Saturday, November 8, 2014

Happy Birthday - Bram Stoker!

Happy 167th!!

He was born Abraham Stoker on November 8, 1847 in the Dublin suburb Clontarf, Ireland.  A minor civil servant who started out life as an invalid and did not walk at all until the age of seven. However, his early physical incapacity vanished and he excelled athletically at Trinity College in Dublin.  Stoker also became interested in literature and harbored ambitions as a writer; his first published work (1879) was entitled, The Duties of Clerks of Petty Sessions in Ireland.

His interest in theater led him to write theater reviews for The Dublin Mail.  Well known actor Henry Irving appreciated Stoker's editorial praise so much he sought out an introduction.  This led to a life-long friendship and to Stoker becoming the manager of Irving's Lyceum Theater in London.  

Before Dracula, Stoker published a novel The Snake's Pass in 1890 and in 1882 a bizarre collection of children's stories titled Under the Sunset.  This book foreshadows Dracula in its morbid fairy tales about plague and death.

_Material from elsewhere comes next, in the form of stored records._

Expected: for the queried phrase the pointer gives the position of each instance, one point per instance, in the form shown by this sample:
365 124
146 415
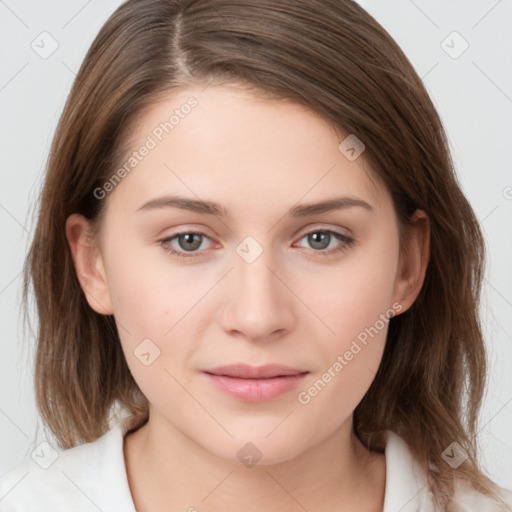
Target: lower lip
255 390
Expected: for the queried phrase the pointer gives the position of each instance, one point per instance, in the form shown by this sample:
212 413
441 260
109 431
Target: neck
166 469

One of his most eccentrically aberrant yet comical short stories was "The Dualists; or, the Death Doom of the Double Born" which was published in 1887.  The protagonists are two little boys, Tommy and Harry.  They share a fascination with torture and death, starting with the dolls of the local little girls...

"It was a thing of daily occurrence for the little girls to state that when going to bed at night they had laid their dear dollies in their beds with tender care, but...when again seeking them in the period of recess they had found them with all their beauty gone, with arms and legs amputated and faces beaten from all semblance of human form." *

  *Bram Stoker.  "The Dualists; or, the Death Doom of the D0uble Born."  The Theatre Annual.  London.  Carson and Comerford.  1887.  pgs. 23-24.

...onto neighborhood pets and other small animals - they use one dead creature to beat the life out of another.  Eventually they enlarge their scope and kidnap twin babies, Zachariah and Zerubbabel Bubb.  The boys stand on a rooftop and murder the infants by beating one with the other while the horrified parents on the ground beg for mercy.  Not receiving any, they fire at the murderers but instead shoot off the heads of the babies which the two naughty boys then use in a game of catch.  When they toss the bloody bodies down to the ground they land on the parents, killing them.  The boys testify that the parents themselves were responsible for all the carnage and Tommy and Harry are knighted for bravery.  Oy.  Makes Dracula seem pretty tame, doesn't it?

Stoker's interest in the unusual and his wild imagination led to writing what eventually became Dracula, pubished in 1897.  

You can see in the above excerpt from his notes that he started with many more characters than appeared in the finished novel.  Many of the names were changed, yet some remain familiar, e.g. "Lucy", "Jonathan Harker" and "Seward".   He played with several different names for the main character; in the middle of the notes you see crossed out, "The Count -- Count Wampyr"  and then, "Dracula".  

 cover of 1897 first edition

In spite of the facts that on its initial printing, Dracula was moderately successful, and has never been out of print (it was one of two books found most often in homes - the other being The Bible), has achieved immortality many times over on the stage and on film, Stoker made very little money from the book.  

Bram Stoker died in 1912.

Stoker's widow, Florence, spent the rest of her life involved in one litigation or difficult negotiation after another over rights to the book.  All prints of the 1922 German film, "Nosferatu" were ordered destroyed by courts due to F.W. Murnau's company neglecting to even attempt to secure production rights.  Fortunately for posterity a few prints were saved.  Werner Herzog considers it the greatest of German silent films.  Who are we to disagree?